There was no need for it now.

He was Lukas Drakos. And he was the Dragon Lord of the Seas.

With a low rumble that built into a deafening thunder, Lukas crouched low and launched himself into the air. The force of his leap shattered the floor beneath him. His wings flared wide—once, then twice—and with a single beat, he surged upward, crashing through the cathedral's stone ceiling in an explosion of rubble and dust. Stone, glass, and sacred relics rained down like ash as the Church collapsed behind him, quite literally torn apart by the sheer force of his ascent.

Lukas did not look back. Above him, the sky opened wide and cold, and he rose into it, cutting through clouds like a blade.

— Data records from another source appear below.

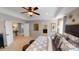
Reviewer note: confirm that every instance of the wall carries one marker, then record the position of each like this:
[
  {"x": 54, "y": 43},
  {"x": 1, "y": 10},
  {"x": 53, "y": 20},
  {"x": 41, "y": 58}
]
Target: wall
[
  {"x": 26, "y": 29},
  {"x": 41, "y": 26},
  {"x": 2, "y": 30},
  {"x": 3, "y": 18},
  {"x": 75, "y": 15}
]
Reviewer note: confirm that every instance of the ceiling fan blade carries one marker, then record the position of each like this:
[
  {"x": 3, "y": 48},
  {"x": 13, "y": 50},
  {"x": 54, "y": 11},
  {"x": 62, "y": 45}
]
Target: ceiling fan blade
[
  {"x": 36, "y": 13},
  {"x": 23, "y": 12},
  {"x": 30, "y": 8},
  {"x": 36, "y": 8},
  {"x": 24, "y": 8}
]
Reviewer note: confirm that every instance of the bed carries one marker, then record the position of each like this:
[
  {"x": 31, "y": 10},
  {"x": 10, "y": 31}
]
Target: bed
[{"x": 40, "y": 44}]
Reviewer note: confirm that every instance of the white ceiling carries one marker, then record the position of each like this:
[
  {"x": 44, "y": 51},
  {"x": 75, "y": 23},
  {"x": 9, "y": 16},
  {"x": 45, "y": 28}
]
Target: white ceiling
[{"x": 46, "y": 13}]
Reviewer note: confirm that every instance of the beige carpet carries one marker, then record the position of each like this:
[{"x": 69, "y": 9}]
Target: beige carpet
[{"x": 17, "y": 44}]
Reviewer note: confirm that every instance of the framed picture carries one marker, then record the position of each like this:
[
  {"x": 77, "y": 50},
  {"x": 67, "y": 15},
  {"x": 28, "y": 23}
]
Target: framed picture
[
  {"x": 53, "y": 27},
  {"x": 36, "y": 27}
]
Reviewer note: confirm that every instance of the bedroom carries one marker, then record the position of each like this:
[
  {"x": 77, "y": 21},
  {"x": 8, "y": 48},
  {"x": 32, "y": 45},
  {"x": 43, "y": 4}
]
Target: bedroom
[{"x": 35, "y": 27}]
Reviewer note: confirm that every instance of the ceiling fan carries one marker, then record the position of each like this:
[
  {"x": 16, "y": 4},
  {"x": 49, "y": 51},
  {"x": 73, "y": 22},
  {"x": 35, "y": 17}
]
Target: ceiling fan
[{"x": 31, "y": 10}]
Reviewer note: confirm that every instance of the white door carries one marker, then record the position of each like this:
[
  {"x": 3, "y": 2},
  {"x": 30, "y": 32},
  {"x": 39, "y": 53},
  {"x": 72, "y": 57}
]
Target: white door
[
  {"x": 9, "y": 32},
  {"x": 26, "y": 29}
]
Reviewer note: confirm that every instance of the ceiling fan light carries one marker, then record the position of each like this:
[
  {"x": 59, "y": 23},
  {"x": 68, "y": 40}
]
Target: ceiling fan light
[{"x": 30, "y": 13}]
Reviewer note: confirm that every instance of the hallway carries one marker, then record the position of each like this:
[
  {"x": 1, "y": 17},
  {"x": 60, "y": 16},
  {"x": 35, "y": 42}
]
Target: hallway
[{"x": 18, "y": 43}]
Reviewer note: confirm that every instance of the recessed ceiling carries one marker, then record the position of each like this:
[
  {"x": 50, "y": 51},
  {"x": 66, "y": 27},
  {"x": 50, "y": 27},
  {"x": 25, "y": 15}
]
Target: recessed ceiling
[{"x": 46, "y": 13}]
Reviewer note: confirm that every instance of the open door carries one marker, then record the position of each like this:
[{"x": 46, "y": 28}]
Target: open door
[{"x": 9, "y": 32}]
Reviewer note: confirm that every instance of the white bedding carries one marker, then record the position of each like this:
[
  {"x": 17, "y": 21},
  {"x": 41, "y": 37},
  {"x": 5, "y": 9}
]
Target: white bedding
[{"x": 40, "y": 44}]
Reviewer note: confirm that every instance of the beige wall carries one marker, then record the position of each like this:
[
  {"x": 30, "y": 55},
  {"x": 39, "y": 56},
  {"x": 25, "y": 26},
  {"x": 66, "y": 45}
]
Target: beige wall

Then came the roar that erupted from within him. It shook windows, shattering them. It cracked towers and silenced the streets. It echoed through every alley, across every courtyard, and down every corridor of the once-proud city of Easthaven.

The people looked up.

The Nozari Navy, now marching through the streets with Daerion's blessing, halted mid-step. Even the seasoned veterans, those who had fought monsters and mages alike, could do nothing but stare in absolute awe and horror at the sky.

Because what flew above them was not a beast of burden. It was not a broken dragon bound in iron chains, paraded for coin or slaughtered in a coliseum for sport. It was not some trophy that the rich and powerful showed off to remind them of the victory their ancestors had won all those years ago.

This was not just any dragon.

This was a Dragon Lord of Linemall, one of the most powerful beings in all of Hiraeth. This was a strength that rivalled Kingdoms, a power that brought armies to its knees. A sovereign. He was Seas itself, living and breathing for the world to see. And as Lukas flew above the city, black wings eclipsing the moon itself, a single truth swept across not only Easthaven but Hiraeth itself like wildfire.

His roar had been the sound of something ancient.

His roar was the sound of return, the return of the Age of Dragons.